AUSTIN — A federal judge late Wednesday temporarily blocked enforcement of a Texas abortion law, which effectively restricts the procedure, in favor of the federal government in a lawsuit over the ban.
“This court will not sanction another day of this invasive deprivation of such an important authority,” U.S. District Judge Robert Pittman said at the conclusion of an 113-page ruling that blocked Senate Bill 8.
Republican Governor Greg Abbott signed into law what’s known as the “fetal heartbeat” bill in May. It prohibits abortion after a fetal heartbeat is detected, usually around six weeks of pregnancy and before many people know they are pregnant.
There is no exemption in cases of rape or incest.
Abortion providers say the law would prohibit 85% of abortion procedures in Texas. The law is one of the most direct challenges to the limits of the US Supreme Court’s landmark 1973 Roe v. Wade decision that legalized abortion.
Similar six-week abortion laws in Georgia, Kentucky and other states have been blocked by federal courts.
But last month, the Supreme Court left the law to take effect. On objections from three liberal associate judges and Chief Justice John Roberts, the High Court refused to block enforcement of the law in a 5-4 decision.
Associate Justice Sonia Sotomayor called the decision “astonishing” in a dissenting opinion joined by Associate Justices Stephen Breuer and Elena Kagan.

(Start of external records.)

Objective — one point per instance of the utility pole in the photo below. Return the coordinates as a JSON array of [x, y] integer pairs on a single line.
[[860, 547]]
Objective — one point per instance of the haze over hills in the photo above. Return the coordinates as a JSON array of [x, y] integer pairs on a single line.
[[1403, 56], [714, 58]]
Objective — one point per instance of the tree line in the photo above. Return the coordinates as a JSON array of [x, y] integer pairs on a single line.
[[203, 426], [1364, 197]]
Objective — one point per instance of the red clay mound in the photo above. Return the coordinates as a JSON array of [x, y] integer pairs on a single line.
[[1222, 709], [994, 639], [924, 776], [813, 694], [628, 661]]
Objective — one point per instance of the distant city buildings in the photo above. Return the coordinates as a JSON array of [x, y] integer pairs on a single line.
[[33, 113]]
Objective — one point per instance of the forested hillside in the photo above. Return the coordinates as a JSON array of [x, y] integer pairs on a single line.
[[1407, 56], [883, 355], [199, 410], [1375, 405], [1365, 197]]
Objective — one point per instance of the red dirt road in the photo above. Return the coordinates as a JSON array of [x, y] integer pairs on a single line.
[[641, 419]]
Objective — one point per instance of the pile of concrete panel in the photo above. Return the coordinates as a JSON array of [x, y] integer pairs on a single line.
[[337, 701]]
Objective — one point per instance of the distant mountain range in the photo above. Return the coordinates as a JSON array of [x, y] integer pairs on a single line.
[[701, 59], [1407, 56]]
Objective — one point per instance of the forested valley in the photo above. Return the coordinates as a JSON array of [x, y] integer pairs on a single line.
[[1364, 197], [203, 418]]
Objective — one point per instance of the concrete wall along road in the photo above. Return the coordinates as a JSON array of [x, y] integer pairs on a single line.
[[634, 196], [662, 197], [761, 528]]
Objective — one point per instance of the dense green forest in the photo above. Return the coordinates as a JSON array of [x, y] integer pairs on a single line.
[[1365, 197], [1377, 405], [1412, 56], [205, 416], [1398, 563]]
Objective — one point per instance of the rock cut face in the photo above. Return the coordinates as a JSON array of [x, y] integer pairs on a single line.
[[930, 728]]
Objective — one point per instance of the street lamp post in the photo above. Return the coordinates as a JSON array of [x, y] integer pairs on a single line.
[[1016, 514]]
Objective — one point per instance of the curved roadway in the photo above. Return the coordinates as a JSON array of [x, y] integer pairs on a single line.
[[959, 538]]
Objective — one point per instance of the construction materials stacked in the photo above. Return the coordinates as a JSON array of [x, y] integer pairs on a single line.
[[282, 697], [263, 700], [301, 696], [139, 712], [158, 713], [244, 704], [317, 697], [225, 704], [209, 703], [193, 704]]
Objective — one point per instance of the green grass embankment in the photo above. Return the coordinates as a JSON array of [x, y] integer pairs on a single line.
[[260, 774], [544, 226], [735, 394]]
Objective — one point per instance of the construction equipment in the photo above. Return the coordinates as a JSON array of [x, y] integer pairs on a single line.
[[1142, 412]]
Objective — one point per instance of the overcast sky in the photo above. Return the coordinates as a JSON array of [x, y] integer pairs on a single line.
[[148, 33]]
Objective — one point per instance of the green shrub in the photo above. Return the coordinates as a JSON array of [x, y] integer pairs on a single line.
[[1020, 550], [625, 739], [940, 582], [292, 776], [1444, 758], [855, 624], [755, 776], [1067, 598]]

The Texas law differed from other restrictive abortion laws in that rather than relying on the authorities to enforce the law, private citizens are allowed to prosecute abortion providers and anyone involved in “aiding and abortion”.
This can include, among other situations, anyone taking a person to an abortion clinic. Whoever succeeds in suing is entitled to $10,000 by law.
Abortion rights advocates say the law has been written to prevent federal courts from curtailing it, because it’s hard to know who to sue.
The Justice Department said last month that it would protect people’s access to abortion in Texas, regardless of the law. Attorney General Merrick Garland issued a statement saying that the agency will “continue to protect those seeking to obtain or provide reproductive health services in accordance with our criminal and civil enforcement” known as the Freedom of Access to Clinic Admission Act. goes.
“The department will provide assistance from federal law enforcement when an abortion clinic or reproductive health center is attacked,” Garland said. “We’ve reached out to U.S. Attorney offices and FBI field offices in Texas and across the country to discuss our enforcement officers.”
The statements came shortly after the Supreme Court allowed Texas’ controversial abortion law to take effect. The law, one of the most restrictive in the country, prohibits abortion when a fetal heartbeat is detected, usually at around six weeks of pregnancy and before many people realize they are pregnant. There is no exemption in cases of rape or incest.